Однажды Иван Пырьев сказал мне: «Ты пойми, драмы — это все умеют. Не будь дураком, Рязанов, делай, делай то, что получается и что доступно немногим». ‹…›
Я не считаю себя приверженцем чистой комедии. Стараюсь, чтобы то, что делаю, было не только смешно, но и грустно, и печально, и серьезно. А есть картины, которые кончаются трагично, скажем, фильм «О бедном гусаре замолвите слово» или «Жестокий романс». Да и в «Берегись автомобиля» звучат достаточно горькие ноты. Я убежден: в двадцатом веке все перемешалось — и жанры в том числе. ‹…› Cмешение жанров выигрышнее — один обогащает другой. И если в русле замысла органично сплавляются разнообразные и разношерстные элементы, должно получиться цельное произведение: грусть оттеняет юмор.
Скажем, «Гусарская баллада» состоялась в чистом виде — в жанре героической комедии, героического водевиля. А в «Берегись автомобиля» мы добавили детективную линию. Но там есть и драма, и сатира, и юмористические эпизоды.
Начиная с этой картины и пошли фильмы с жанровой путаницей. Это стало потом осмысленной установкой.
В «Иронии судьбы...» пьяный Ипполит встает в шубе под душ. Кое-кто не принимал и не принимает сцену: мол, она как бы из другой картины. Для меня же здесь — всё на месте.

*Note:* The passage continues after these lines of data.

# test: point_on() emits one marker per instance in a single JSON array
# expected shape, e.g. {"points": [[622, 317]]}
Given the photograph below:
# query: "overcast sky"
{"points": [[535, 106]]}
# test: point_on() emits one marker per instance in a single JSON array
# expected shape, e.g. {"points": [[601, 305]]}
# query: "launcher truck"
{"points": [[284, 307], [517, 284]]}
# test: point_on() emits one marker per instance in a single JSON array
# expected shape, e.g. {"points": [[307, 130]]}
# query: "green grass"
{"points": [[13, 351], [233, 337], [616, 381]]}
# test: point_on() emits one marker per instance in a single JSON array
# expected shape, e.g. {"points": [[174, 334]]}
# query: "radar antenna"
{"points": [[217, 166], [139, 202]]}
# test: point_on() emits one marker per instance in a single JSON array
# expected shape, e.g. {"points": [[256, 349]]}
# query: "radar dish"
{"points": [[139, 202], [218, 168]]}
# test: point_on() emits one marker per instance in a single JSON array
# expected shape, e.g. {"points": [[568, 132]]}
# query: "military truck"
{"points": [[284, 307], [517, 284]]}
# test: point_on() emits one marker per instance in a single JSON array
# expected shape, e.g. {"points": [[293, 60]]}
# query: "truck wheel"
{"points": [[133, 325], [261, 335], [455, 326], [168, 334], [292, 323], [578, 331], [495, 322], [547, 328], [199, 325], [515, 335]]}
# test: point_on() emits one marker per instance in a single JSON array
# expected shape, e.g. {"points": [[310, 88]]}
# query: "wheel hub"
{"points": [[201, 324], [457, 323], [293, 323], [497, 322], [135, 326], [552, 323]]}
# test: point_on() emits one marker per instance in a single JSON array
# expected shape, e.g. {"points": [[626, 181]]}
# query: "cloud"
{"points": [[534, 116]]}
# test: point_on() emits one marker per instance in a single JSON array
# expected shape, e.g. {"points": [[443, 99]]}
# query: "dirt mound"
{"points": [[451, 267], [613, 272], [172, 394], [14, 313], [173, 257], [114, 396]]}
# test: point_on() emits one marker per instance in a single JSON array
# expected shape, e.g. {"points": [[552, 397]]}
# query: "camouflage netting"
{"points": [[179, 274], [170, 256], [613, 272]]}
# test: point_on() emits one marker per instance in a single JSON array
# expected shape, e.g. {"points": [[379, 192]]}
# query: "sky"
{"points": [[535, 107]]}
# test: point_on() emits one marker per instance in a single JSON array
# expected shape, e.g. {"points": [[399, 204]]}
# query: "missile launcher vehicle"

Между мной и артистом возникают, должны возникнуть какие-то токи. Мы не признаемся друг другу во взаимном обожании. Но актер чувствует, что я его люблю, независимо от пола и возраста. Это любовь профессиональная. И еще он находит в моих глазах своеобразное зеркало, некий монитор, камертон — критерий правды — и играет, как правило, перед объективом для меня. Оператор поглощен наводкой на фокус, композицией кадра. Да и любой другой участник съемок занят на площадке конкретным делом. У актера здесь один только зритель — режиссер. Партнеры вовлечены в действие. Если актер фальшивит, если это присуще его натуре, второй раз я к нему не обращусь.
Положим, актер говорит до съемки: «Я этот текст произносить не могу». Я ему верю. Он талантливый человек, наделенный чуткой интуицией. И он — в образе, чувствует его изнутри. Обязательно переделаю сцену, перепишу диалог, заменю, выброшу — вывернусь наизнанку. Речь-то ведь не о капризах! Я актера слуга абсолютный. Но одновременно и хозяин. Вот это-то сочетание и устраивает актеров, потому что они знают: для них будет сделано все. Я способен выразить неудовольствие оператору, почему так долго ставят свет, задать выволочку помрежу, но никогда не выговаривал ни одному актеру, даже если я ошибся в своем выборе. Артист — это самый хрупкий, нежный, тонкий инструмент режиссера. Только взаимопонимание, забота, полное доверие. ‹…›
В произведении искусства для меня обязательно активное вмешательство в жизнь, стремление ее познать. И эстетическая неординарность. Я убежденный беллетрист. Это слово приобрело ругательный оттенок. Пусть. По-моему, ругает тот, кто не умеет рассказывать захватывающе. Мне же важно увлечь своей историей. И чтоб было занимательно. Снимаю ли картину, веду ли передачу, пишу ли книгу, хочется, чтоб было интересно, естественно, искренне и понятно. Не терплю зауми. Комедии необходима легкость (но не легкомыслие). Когда у комедии тяжелая поступь — это не смешно. ‹…›
Я не хотел снимать «Небеса обетованные» до тех пор, пока не придумался взлет паровоза и улетающие за ним собаки. Вообще для меня очень важен — к сожалению, он есть не во всех фильмах, но в некоторых есть — этот выход как бы в другую реальность. Возьмите «Вокзал для двоих». В конце мои герои возвращаются обратно в тюрьму. Не может такого быть?! Финал возник не сразу. И сценарий мне не нравился, хотя я один из его авторов, как и «Небес обетованных» — именно этот ирреальный ход, парадокс увлек меня, побудил приняться за постановку.
Рязанов Э. Я убежденный беллетрист [Интервью П. Сиркеса] // Искусство кино. 1995. № 4.